On 14 June 1170, Henry's son, Henry the Young King, was crowned junior King of England by the Archbishop of York, which infringed on the right of Becket as Archbishop of Canterbury to crown English monarchs. Although there is no definitive evidence that Foliot assisted in the coronation, it appears likely that he did so. The coronation drove the pope to allow Becket to lay an interdict on England as punishment, and the threat of an interdict forced Henry to negotiate with Becket in July 1170. Becket and the king came to terms on 22 July 1170, allowing the archbishop to return to England, which he did in early December. However, shortly before he landed in England, he excommunicated Roger of York, Josceline of Salisbury, and Foliot.

One possible reason for the excommunications was that the three ecclesiastics had electors from the various vacant bishoprics with them, and were escorting those electors to the king on the continent in order to reward a number of royal clerks with the long vacant bishoprics. Included among those royal clerks were some of Becket's most bitter foes during his exile.

Although Becket offered to absolve Josceline and Foliot, he argued that only the pope could absolve Roger, as he was an archbishop. Roger persuaded the other two to appeal to the king, then in Normandy. When they did so, the royal anger at the timing of the excommunications was such that it led to Henry uttering the question often attributed to him: "Will no one rid me of this turbulent priest?".

This inspired four knights to set off from the king's court in Normandy to Canterbury, where on 29 December 1170, they murdered Becket.

==Effects of the dispute==

For the ten years that the dispute ran, Henry was unable to appoint any new bishops in England to replace those who had died. It was only in 1173 that new bishops were finally appointed.

==Aftermath==

In May 1172, Henry negotiated a settlement with the papacy, the Compromise of Avranches, in which the king swore to go on crusade as well as allow appeals to the papacy in Rome. He also agreed to eliminate all customs to which the Church objected. In return, the king managed to secure good relations with the papacy at a time when he faced rebellions from his sons.

After Becket's death, his sentences of excommunication were confirmed, as well as the suspensions from ecclesiastical office. The pope in his confirmation referred to Roger of York, Foliot, and Josceline of Salisbury as the "Gilbertine trinity". The excommunication was absolved for Foliot on 1 August 1171, but he remained suspended from office. He secured his restoration to office on 1 May 1172, after clearing himself of any involvement in Becket's murder.
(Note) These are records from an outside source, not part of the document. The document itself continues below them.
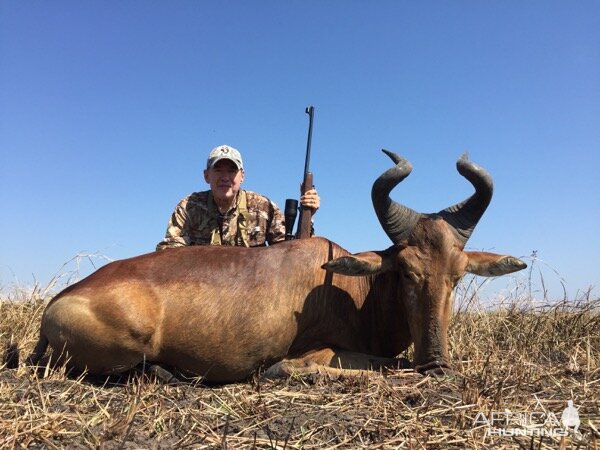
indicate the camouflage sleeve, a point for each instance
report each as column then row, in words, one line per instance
column 176, row 235
column 276, row 231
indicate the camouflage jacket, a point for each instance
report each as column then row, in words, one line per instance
column 254, row 221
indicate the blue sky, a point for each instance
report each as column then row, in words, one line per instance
column 109, row 109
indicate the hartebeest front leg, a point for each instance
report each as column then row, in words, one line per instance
column 335, row 363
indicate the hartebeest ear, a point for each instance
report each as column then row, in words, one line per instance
column 492, row 265
column 359, row 264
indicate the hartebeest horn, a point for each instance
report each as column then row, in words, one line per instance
column 464, row 215
column 396, row 220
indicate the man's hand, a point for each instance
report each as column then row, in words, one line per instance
column 311, row 200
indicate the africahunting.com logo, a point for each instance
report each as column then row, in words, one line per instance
column 536, row 423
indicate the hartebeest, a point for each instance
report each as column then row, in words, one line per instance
column 223, row 312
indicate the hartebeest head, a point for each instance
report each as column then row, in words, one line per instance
column 428, row 254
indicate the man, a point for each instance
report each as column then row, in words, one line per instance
column 227, row 214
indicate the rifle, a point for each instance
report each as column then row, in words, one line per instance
column 305, row 220
column 291, row 205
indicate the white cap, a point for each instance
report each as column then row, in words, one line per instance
column 224, row 152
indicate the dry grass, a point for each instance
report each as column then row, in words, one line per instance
column 518, row 357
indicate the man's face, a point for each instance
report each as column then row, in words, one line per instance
column 224, row 179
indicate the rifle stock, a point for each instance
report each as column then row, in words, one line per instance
column 305, row 222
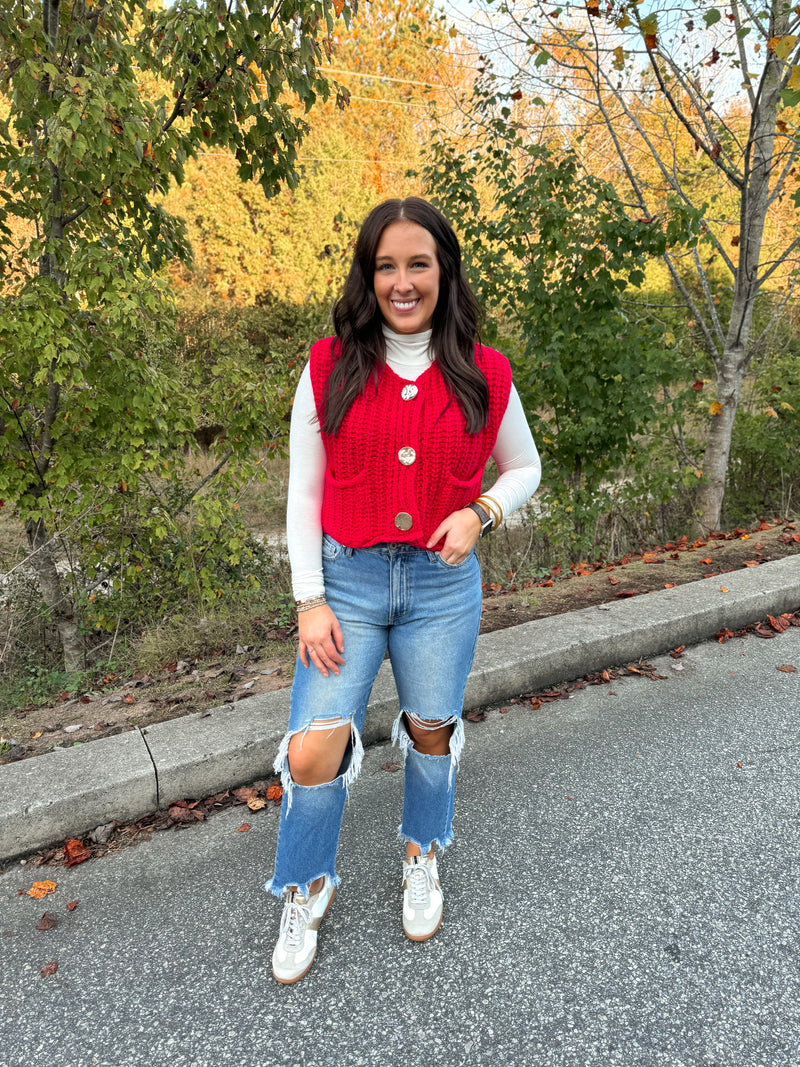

The king performed a public act of penance on 12 July 1174 at Canterbury, when he publicly confessed his sins, and then allowed each bishop present, including Foliot, to give him five blows from a rod, then each of the 80 monks of Canterbury Cathedral gave the king three blows. The king then offered gifts to Becket's shrine and spent a vigil at Becket's tomb.

==Legacy==

Although little actually changed from the position that Henry took early in the dispute – he was still able to appoint his own choices as bishops, as well as enjoying many of the rights King Henry I had enjoyed in the Church – the controversy was one of a number of similar disputes between the papacy and secular governments in the 12th century.